Accounting for induced fit effects
Abstract
A system, device, and method for predicting a docked position of a target ligand in a binding site of a biomolecule is disclosed. The prediction makes use of a template ligand-biomolecule complex structure in order to predict a target ligand-biomolecule complex structure. The system and device contain modules allowing for the prediction of a target-ligand biomolecule complex structure. A preparation module can receive information identifying a target ligand and a template ligand-biomolecule structure. A pharmacophore matcher module can identify common pharmacophores between the template ligand and the target ligand. A docking module can predict a docked ligand position of the target ligand by overlapping the pharmacophore models of the target ligand and template ligand while the template ligand is in the binding site of the biomolecule.
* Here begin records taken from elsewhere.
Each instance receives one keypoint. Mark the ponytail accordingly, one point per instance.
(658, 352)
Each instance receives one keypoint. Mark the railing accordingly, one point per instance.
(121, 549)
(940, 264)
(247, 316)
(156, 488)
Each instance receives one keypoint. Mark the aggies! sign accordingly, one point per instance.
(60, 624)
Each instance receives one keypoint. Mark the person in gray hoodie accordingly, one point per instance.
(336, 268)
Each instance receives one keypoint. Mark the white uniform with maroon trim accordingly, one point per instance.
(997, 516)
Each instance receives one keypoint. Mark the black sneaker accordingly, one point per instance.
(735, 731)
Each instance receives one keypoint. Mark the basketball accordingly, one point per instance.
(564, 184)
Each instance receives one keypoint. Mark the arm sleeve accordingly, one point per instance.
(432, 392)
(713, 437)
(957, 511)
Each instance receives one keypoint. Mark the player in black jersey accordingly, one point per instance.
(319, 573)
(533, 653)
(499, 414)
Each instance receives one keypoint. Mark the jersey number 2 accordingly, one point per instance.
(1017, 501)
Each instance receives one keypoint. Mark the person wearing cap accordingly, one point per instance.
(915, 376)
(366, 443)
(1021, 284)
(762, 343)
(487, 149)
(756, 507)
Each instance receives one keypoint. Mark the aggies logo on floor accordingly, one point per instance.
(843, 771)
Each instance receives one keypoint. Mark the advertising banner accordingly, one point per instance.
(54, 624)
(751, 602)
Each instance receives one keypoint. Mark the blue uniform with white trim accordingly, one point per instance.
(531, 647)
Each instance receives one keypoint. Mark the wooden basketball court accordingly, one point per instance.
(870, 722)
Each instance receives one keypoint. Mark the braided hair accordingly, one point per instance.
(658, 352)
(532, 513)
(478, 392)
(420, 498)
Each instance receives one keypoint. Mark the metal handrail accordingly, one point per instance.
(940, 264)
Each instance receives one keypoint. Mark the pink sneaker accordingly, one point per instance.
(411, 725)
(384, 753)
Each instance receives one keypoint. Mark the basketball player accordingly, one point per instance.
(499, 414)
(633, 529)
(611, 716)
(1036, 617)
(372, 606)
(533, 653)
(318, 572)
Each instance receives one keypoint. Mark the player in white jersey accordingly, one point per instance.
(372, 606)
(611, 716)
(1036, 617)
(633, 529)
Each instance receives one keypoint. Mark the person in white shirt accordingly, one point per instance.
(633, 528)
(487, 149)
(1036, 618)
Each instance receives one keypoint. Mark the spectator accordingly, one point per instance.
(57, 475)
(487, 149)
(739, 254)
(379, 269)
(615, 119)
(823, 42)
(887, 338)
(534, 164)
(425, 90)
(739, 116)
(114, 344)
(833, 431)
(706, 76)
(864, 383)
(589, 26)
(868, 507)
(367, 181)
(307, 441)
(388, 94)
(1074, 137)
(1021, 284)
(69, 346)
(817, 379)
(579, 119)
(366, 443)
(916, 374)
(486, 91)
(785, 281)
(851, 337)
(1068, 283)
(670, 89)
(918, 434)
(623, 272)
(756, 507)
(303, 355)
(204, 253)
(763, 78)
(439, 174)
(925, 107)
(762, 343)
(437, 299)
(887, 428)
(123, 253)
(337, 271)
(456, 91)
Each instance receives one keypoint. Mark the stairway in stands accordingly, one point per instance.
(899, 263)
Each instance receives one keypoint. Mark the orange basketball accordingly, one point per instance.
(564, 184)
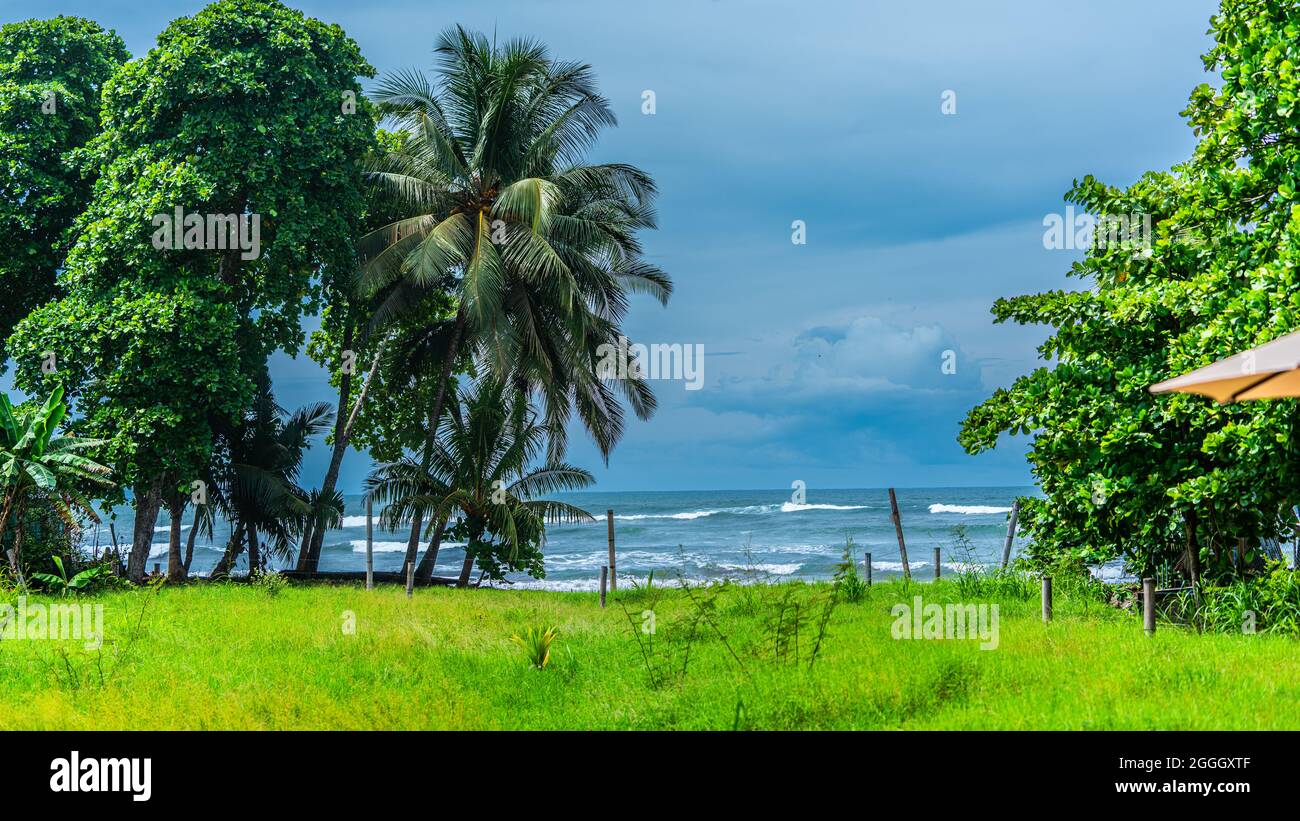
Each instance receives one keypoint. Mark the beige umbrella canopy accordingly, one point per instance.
(1268, 372)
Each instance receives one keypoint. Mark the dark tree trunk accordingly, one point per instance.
(189, 543)
(254, 552)
(466, 568)
(430, 556)
(4, 522)
(18, 531)
(310, 552)
(176, 569)
(148, 500)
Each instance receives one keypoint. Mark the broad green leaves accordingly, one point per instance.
(1125, 472)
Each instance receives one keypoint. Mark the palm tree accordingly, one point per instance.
(480, 472)
(37, 460)
(544, 246)
(258, 485)
(538, 247)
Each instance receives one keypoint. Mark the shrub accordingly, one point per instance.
(271, 582)
(536, 644)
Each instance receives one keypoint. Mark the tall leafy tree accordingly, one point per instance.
(51, 75)
(1164, 479)
(247, 109)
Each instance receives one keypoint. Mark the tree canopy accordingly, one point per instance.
(51, 75)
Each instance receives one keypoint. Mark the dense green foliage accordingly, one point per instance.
(42, 468)
(1126, 473)
(51, 74)
(242, 111)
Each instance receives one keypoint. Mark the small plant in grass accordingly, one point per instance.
(849, 585)
(271, 582)
(536, 643)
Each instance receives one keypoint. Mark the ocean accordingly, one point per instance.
(749, 534)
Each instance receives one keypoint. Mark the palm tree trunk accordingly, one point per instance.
(148, 500)
(430, 556)
(313, 537)
(254, 552)
(233, 548)
(18, 531)
(189, 542)
(176, 569)
(466, 569)
(432, 437)
(4, 521)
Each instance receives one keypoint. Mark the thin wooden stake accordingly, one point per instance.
(902, 546)
(369, 543)
(1148, 606)
(614, 574)
(1010, 533)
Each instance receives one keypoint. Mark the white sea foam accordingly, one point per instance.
(788, 507)
(775, 569)
(397, 547)
(967, 508)
(684, 516)
(359, 521)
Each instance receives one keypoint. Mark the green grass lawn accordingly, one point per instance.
(232, 656)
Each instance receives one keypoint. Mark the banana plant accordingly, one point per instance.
(38, 463)
(65, 586)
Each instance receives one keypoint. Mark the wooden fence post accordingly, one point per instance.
(902, 546)
(369, 543)
(1010, 533)
(614, 573)
(1148, 606)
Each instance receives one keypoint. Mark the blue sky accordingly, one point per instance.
(823, 360)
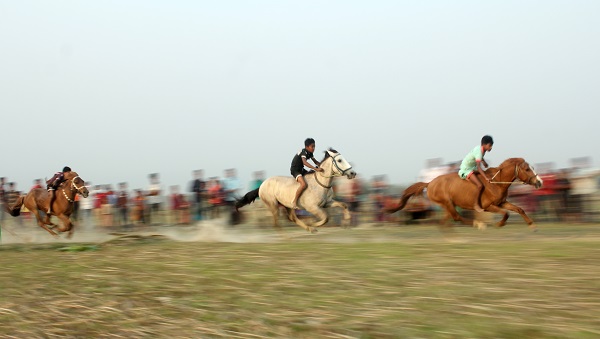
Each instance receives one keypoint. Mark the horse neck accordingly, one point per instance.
(325, 177)
(505, 173)
(67, 188)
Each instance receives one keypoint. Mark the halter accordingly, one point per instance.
(78, 189)
(528, 182)
(341, 172)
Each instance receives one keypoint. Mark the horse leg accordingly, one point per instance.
(347, 216)
(320, 214)
(41, 223)
(507, 205)
(274, 208)
(301, 223)
(67, 225)
(498, 210)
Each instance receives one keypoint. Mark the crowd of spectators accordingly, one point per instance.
(568, 195)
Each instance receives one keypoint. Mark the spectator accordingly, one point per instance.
(106, 197)
(179, 206)
(2, 198)
(231, 185)
(546, 198)
(98, 194)
(138, 210)
(154, 198)
(11, 196)
(122, 205)
(215, 197)
(198, 188)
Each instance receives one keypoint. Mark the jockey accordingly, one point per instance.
(297, 168)
(472, 163)
(52, 184)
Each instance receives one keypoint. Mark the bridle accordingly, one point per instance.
(77, 189)
(528, 182)
(332, 175)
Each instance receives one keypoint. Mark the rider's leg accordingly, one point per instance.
(474, 179)
(299, 191)
(51, 192)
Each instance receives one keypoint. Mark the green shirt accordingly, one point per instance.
(470, 162)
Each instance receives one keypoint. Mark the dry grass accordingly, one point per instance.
(378, 282)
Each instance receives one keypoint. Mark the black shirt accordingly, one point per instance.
(297, 163)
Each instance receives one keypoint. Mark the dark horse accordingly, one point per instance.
(450, 191)
(38, 199)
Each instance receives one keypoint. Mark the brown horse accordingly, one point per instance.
(450, 191)
(38, 199)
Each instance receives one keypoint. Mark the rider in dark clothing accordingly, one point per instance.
(53, 183)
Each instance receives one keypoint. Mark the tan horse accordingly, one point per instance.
(276, 191)
(38, 199)
(450, 191)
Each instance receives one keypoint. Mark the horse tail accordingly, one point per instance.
(248, 198)
(412, 190)
(15, 209)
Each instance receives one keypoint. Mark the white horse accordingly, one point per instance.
(318, 194)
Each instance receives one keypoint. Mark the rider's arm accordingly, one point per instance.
(307, 164)
(481, 171)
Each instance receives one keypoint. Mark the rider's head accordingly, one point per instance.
(487, 142)
(309, 144)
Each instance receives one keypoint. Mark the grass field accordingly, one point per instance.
(366, 282)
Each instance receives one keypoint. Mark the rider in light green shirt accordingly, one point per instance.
(473, 162)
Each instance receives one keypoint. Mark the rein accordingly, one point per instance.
(332, 175)
(77, 189)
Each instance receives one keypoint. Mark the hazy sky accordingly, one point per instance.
(120, 89)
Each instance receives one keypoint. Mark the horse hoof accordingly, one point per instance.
(480, 225)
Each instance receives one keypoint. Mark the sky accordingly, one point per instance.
(120, 89)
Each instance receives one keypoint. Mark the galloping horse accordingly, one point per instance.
(38, 199)
(317, 195)
(450, 191)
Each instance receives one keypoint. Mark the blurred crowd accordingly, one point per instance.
(568, 195)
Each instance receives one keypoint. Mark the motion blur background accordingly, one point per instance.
(120, 90)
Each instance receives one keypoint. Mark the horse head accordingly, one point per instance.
(526, 174)
(77, 183)
(340, 165)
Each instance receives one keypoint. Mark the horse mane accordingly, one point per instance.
(511, 162)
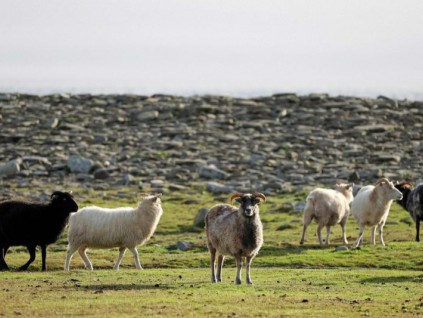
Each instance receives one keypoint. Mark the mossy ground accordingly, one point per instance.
(289, 279)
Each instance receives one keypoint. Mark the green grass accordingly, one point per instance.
(187, 293)
(289, 279)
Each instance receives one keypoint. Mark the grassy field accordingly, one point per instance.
(289, 280)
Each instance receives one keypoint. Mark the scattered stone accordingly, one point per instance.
(102, 173)
(10, 168)
(218, 187)
(211, 172)
(272, 144)
(79, 164)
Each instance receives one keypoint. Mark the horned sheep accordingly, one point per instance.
(371, 205)
(126, 228)
(235, 231)
(328, 207)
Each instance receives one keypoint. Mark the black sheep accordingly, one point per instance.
(412, 201)
(33, 224)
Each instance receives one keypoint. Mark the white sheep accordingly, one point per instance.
(234, 231)
(96, 227)
(328, 207)
(371, 207)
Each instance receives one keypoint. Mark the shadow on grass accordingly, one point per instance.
(393, 279)
(289, 249)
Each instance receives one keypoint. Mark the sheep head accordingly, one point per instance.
(249, 202)
(389, 189)
(346, 189)
(405, 188)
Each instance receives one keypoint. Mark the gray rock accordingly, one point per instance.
(211, 172)
(127, 179)
(147, 115)
(78, 164)
(102, 173)
(10, 168)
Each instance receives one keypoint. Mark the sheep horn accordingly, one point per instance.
(381, 181)
(260, 195)
(236, 195)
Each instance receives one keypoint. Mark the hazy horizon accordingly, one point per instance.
(239, 48)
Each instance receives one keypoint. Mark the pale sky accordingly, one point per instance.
(239, 47)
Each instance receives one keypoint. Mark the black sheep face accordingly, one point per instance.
(64, 201)
(249, 205)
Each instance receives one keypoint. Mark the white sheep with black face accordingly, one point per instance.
(328, 207)
(371, 206)
(125, 228)
(233, 231)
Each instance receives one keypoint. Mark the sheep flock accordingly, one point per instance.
(235, 231)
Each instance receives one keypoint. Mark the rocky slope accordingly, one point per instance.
(272, 144)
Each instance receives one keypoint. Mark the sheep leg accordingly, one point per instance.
(220, 260)
(238, 269)
(360, 236)
(381, 235)
(307, 221)
(319, 233)
(374, 235)
(122, 251)
(212, 263)
(136, 257)
(69, 254)
(327, 234)
(3, 265)
(344, 232)
(5, 249)
(83, 253)
(31, 250)
(248, 261)
(43, 257)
A biomolecule modification module can modify the biomolecule to reduce clashes between the docked target ligand and the biomolecule.
Claims
exact text as granted — not AI-modified1 . Canceled
2 . A rational drug design method, comprising:
identifying a plurality of candidate ligands for bonding to a biomolecular target, the target ligands being candidates for a drug associated with modifying a function of the biomolecular target; predicting, using a computer system, a plurality of target ligand-biomolecule structures each comprising a corresponding candidate ligand of the plurality of candidate ligands and the biomolecular target with the corresponding candidate ligand being in a docked position in a binding site of the biomolecular target, each prediction comprising:
receiving, by the computer system, a template ligand-biomolecule structure, the template ligand-biomolecule structure comprising a template ligand docked in the binding site of the biomolecular target;
comparing, using the computer system, a pharmacophore model of the template ligand to a pharmacophore model of the corresponding candidate ligand;
overlapping, using the computer system, the pharmacophore model of the corresponding candidate ligand with the pharmacophore model of the template ligand while the template ligand is in the binding site of the biomolecular target; and
predicting the docked position of the corresponding candidate ligand in the binding site of the biomolecular target based on a position of the pharmacophore model of the corresponding candidate ligand when overlapped with the pharmacophore model of the template ligand; and
providing, using the computer system, a ranked list of the plurality of candidate ligands.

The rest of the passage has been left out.